For every procedure, the average number of tablets used was less than the average number prescribed. Only about one-third of patients received any counseling on how to store or dispose of unused opioids. And only 13% locked them up.

Hacker's team used the data on unused tablets to suggest that urologists prescribe fewer tablets and proposed a standard prescribing schedule for six procedures.

Table 1. Unused Tablets and Proposed Standards

Procedure Patients, n Unused Tablets, n Proposed Schedule (5 mg Oxycodone Equivalent)
Guidelines proposed      
Ureteroscopy 47 346 10
Cystoscopy or transurethral resection 73 362 10
Penile or urethral 25 261 20
Lab nephrectomy 40 427 15
Prostatectomy 27 491 20
Cystectomy 11 189 15
No guidelines proposed      
Stent 11 33
Percutaneous nephrolithotomy 13 125
Scrotal or testis 14 72
Major oncology 3 55

 

The proposal has not met with much resistance. "The main concern we have heard is whether we're going to be undertreating pain. But for the most part, everyone has been on board," Hacker told Medscape Medical News.

In their study, Ziegelmann and his colleagues looked at prescribing patterns for 21 common urologic procedures in 2015 and 2016.

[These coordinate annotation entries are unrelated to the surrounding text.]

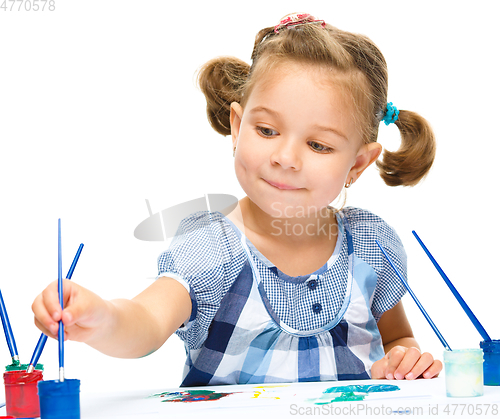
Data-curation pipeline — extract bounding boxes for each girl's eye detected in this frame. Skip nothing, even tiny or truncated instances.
[309,141,333,153]
[257,127,278,137]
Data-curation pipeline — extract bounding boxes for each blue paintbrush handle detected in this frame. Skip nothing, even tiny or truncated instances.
[375,240,451,351]
[412,230,491,341]
[0,291,19,360]
[28,243,83,372]
[57,219,64,381]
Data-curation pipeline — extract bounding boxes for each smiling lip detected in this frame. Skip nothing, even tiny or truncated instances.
[264,179,302,190]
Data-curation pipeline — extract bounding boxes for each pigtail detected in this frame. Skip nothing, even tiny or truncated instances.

They identified 9229 patients who were prescribed an opioid at discharge from one of three tertiary care centers. They converted prescriptions to oral morphine equivalents (OME), with 200 OME equaling approximately twenty-six 5 g tablets of oxycodone.

Nearly 80% of patients were prescribed an opioid at discharge, and the median OME prescribed was 187.5 (interquartile range, 150 - 225).

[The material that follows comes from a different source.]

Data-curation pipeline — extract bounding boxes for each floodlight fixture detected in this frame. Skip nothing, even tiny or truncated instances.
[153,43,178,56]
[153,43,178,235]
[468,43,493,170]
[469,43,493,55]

Table 2. Median OME Prescribed

Procedure Median Interquartile Range
Open cystectomy 300 225–525
Open radical nephrectomy 300 225–375
Retroperitoneal lymph node 300 225–375
Penile prosthesis placement 225 150–325

The researchers concluded that the variation in prescriptions is unwarranted, and proposed new standards, dividing procedures into four tiers by the proposed maximum OME.

In tier 0 — vasectomy — no opioids are being prescribed, and the team does not recommend any.

In tier 1 — procedures such as cystolitholapaxy and ureteral stent placement — the team proposes a maximum of 50 - 75 OME, rather than the median 100 OME prescribed.

In tier 2 — procedures such as laparoscopic nephrectomy and laparoscopic radical prostatectomy — the team proposes a maximum of 200 OME, rather than the median 225 OME prescribed.

In tier 3 — open radical retropubic prostectomy, radical nephrectomy, partial nephrectomy, and open cystoprostatectomy with ileal conduit or ileal neobladder — the team proposes a maximum of 300 OME, in line with the median 240 - 300 OME prescribed.

"What we did not want to do is come out with guidelines that drastically changed what people were doing," Ziegelmann told Medscape Medical News.

The team is planning to examine the proportion of opioid prescriptions patients are using and how well their pain is controlled. The guidelines will likely be revised once the team has gathered those data, Ziegelmann said.

Both Hacker and Ziegelmann said they recommend that their patients try over-the-counter pain relievers, such as acetaminophen and ibuprofen, before taking opioids.

What we did not want to do is come out with guidelines that drastically changed what people were doing.

Evidence for intravenous ketorolac as monotherapy for kidney stones was presented by Andrew Portis, MD, from the HealthEast Kidney Stone Institute in St. Paul, Minnesota.

Patients prescribed ketorolac alone were less likely than those prescribed a narcotic alone or a narcotic in combination with ketorolac to need rescue medication or to be admitted to the hospital. In addition, hospital stays were shorter for patients prescribed ketorolac alone.

The AUA is working on its first policy statement on opioids use and will be sponsoring a discussion on the topic at its headquarters in Linthicum, Maryland on December 8.

Hacker, Ziegelmann, and Portis have disclosed no relevant financial relationships.

American Urological Association (AUA) 2018 Annual Meeting: Abstract MP80-04. Presented May 18, 2018.